– Вы ничего не можете доказать! – вызывающе заявила Рейчел. – Вы не можете доказать ни одно из своих измышлений! И я не позволю вам чернить память о Николасе домыслами и сомнениями. Оливия была знаменитостью. Ее вам тоже не дадут сровнять с землей, сами увидите. Вы скорее уничтожите самого себя. Но я намерена выяснить, что вами движет, и я непременно вас остановлю, пока еще не утратила свою точку зрения и не начала верить в эту грязь. Они жили счастливо и дружно! Почему вы так хотите погубить память о Тревельянах?!
– Я хочу узнать правду, – устало ответил Ратлидж.

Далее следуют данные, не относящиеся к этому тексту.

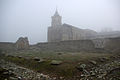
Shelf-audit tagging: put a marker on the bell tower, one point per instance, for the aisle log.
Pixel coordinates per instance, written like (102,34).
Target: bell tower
(56,20)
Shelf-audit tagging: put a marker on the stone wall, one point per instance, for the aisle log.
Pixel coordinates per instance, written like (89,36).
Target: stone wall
(22,43)
(109,44)
(7,46)
(75,45)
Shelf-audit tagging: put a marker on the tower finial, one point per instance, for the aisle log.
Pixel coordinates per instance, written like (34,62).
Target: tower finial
(56,12)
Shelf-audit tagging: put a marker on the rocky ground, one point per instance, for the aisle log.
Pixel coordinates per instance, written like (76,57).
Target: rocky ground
(108,69)
(10,71)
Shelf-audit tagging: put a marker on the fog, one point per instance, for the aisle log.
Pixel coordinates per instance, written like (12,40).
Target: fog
(31,18)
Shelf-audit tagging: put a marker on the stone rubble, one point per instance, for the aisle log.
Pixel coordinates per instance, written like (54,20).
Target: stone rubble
(21,73)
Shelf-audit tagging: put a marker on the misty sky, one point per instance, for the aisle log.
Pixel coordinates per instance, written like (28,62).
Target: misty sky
(31,18)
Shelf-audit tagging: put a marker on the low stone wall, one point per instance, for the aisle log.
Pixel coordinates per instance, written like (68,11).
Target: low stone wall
(7,46)
(75,45)
(109,44)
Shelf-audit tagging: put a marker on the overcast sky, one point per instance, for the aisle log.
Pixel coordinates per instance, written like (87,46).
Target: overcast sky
(31,18)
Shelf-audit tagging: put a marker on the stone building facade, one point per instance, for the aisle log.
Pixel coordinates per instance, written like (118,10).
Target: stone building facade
(22,43)
(62,32)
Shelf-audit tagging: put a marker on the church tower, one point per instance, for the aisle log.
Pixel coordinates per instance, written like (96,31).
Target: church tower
(56,20)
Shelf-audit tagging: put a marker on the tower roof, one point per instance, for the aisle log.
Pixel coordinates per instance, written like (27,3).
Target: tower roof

– Ничего подобного, – холодно возразила Рейчел. – По вашему лицу видно, что с войны вы вернулись сломленным. Теперь вам нужно снова утвердиться в жизни. И вы решили, что мертвецы – более легкие мишени, чем живые люди. Не знаю, что вынудило Оливию покончить с собой. Может быть, ее мучили невыносимые боли. Не знаю, почему решил умереть Николас. Но лучше я до конца жизни буду мучиться неизвестностью, чем потеряю его совсем. Вам-то нечего терять, верно? Вы никогда никого не любили так, что готовы были пожертвовать ради любимого жизнью! Наверное, я сошла с ума, когда попросила прислать в Боркум сотрудника Скотленд-Ярда. Я верю в правосудие, а вы верите только в месть!
Она вскочила, еще не договорив, оттолкнула его и выбежала за дверь, захлопнув ее за собой. Ратлидж услышал ее торопливые шаги. Она неслась к лестнице.
Ему не нужно было предупреждение Хэмиша. Помня о неровных ступеньках, помня, как упал Стивен, зацепившись за вытертый ковер, Ратлидж выругался, в два прыжка вылетел из комнаты и погнался за ней.
Он нагнал ее у верхней ступеньки, крепко схватил за руку и развернул к себе лицом.
– Я не пытаюсь запятнать память о Николасе и Оливии! Но поймите, здесь произошло убийство! Вы женщина умная, вы сами прекрасно во всем разберетесь, как только забудете о своих чувствах, будь они неладны! – закричал он, злясь на нее и на себя.
Рейчел не плакала. Сейчас она защищала своего любимого Николаса и готова была на все. Ратлидж надеялся, что Николас достоин такой любви, – и боялся, что все-таки не достоин.
– Не говорите со мной о чувствах! – ледяным тоном ответила она. – Убийца – Оливия, да? Просто вы не хотите, чтобы убийцей оказалась она, вы не хотите, чтобы все узнали: питательной средой для ее стихов были мрак и ненависть. Ее проклятые стихи вас ослепили, околдовали, как и всех остальных! Оливия была ведьмой, у нее была парализована нога, и все же ей удалось утащить за собой Николаса в тоску и смерть! И пусть она убила родную сестру и сводного брата, подлила матери лауданум… Вы все равно хотите считать ее святой! Ее страдания – еще одна составляющая легенды. Вы ненавидите и одновременно уважаете ее, потому что раньше думали, что те стихи писал мужчина, что женщине неприлично откровенничать о том, что чувствуешь, когда лежишь в постели с любовником или стоишь по колено в своих нечистотах в окопе, или насколько близко все мы находимся к преисподней! Но, читая ее стихи, вы наверняка задумывались над тем, какая она была в постели и где могла научиться такому искусству. Спросите Кормака. Может быть, он расскажет, какой была Оливия на самом деле!